Ben's break was clean and hard, but then practice gave perfect boys flawless skill. He'd had years of tutoring, pampering, silver-spoon feeding. Why shouldn't his break be as faultless as the crystal prisms of the chandelier lighti
ng the landing?
Shot after expert shot stoked Heidi's temper. Irrational temper, her rational side knew. But Ben Tan-nen had everything. Everything, dang it. And one piece at a time, with the exact precision with which cue tip met cue ball, her future was dying before her eyes.
She watched his stance, his concentration, the culmination of seventeen years of instruction in what society deemed proper, handed down from The Royal Tannen on high. Ben's way in the world had been bought and paid for with Tannen money. And all he'd had to earn was his father's respect, which he had.
He was a perfect father's perfect son. But she hated him the most because he gave her no real reason to hate him at all. He must have sensed the burning in her chest. He finally looked up into her eyes...and missed the shot.
She blinked hard against overwhelming emotions, against the feelings so close to the surface she felt as if her skin would burst. Right now, she wanted perfect Ben to feel as miserable as she did. "Whew. I was beginning to wonder if I was going to have to go home without taking a shot at your balls, Ben."

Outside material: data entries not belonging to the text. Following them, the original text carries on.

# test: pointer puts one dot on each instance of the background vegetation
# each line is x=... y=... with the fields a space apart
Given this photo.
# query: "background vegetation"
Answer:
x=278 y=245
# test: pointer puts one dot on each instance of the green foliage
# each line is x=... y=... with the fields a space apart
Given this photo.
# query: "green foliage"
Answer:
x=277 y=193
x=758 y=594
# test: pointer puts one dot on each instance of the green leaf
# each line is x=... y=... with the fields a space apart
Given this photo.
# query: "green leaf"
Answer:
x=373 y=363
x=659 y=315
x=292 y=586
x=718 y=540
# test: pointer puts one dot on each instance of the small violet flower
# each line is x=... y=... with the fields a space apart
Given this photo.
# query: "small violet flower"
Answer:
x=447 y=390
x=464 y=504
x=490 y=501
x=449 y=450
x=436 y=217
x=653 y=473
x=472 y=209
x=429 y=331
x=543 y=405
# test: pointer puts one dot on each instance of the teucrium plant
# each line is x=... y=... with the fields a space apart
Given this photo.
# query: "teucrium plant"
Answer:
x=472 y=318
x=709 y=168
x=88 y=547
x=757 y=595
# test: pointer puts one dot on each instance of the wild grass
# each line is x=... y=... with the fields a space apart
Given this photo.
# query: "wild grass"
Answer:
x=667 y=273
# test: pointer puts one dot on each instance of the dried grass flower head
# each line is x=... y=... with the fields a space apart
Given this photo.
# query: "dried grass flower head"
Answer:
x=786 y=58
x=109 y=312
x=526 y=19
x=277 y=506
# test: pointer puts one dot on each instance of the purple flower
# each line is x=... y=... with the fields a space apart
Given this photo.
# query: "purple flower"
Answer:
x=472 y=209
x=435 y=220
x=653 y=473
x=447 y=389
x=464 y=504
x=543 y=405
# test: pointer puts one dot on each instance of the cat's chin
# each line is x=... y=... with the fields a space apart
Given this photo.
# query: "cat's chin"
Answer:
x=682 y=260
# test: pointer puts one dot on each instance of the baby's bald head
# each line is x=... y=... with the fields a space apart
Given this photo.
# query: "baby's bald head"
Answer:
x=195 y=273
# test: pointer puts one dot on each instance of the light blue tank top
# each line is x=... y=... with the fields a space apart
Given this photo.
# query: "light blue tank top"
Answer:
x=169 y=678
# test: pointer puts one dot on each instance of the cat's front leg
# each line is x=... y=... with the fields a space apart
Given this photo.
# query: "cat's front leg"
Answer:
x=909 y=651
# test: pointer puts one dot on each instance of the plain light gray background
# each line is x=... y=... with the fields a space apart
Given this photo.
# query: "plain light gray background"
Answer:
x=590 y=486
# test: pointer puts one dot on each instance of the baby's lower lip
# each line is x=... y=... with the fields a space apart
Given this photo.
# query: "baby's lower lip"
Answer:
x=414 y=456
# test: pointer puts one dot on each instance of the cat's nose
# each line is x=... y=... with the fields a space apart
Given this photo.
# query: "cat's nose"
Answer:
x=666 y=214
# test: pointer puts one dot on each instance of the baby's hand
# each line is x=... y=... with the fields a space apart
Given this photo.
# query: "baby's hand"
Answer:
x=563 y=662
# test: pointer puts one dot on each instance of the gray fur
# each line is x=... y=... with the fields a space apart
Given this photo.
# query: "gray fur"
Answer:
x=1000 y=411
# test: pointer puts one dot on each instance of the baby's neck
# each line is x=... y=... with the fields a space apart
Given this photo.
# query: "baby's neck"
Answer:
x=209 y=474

"Jeez, Heidi." Quentin began to pace.
She laughed, feeling strangely as if she were careening out of control. Shrugging out of her long crocheted vest, she took her position, called her first shot and expertly sent the ball zooming into the pocket. The next sailed perfectly. As did the one following.
She sized up the table, visualized her next shot and made the biggest mistake of her life by taking her eyes off the ball. From beneath her lashes, she looked across the table at Ben who wasn't following the strategy of her game at all, but was staring at the thin white T-shirt stretched over her chest. He had fire in his eyes.
The volcano erupted. Lava spewed, an inferno boiling up from the hell of a day she'd had. With a loud, "Arghhh," she slammed the cue to the felt, reached for her hem and jerked the T-shirt over her head.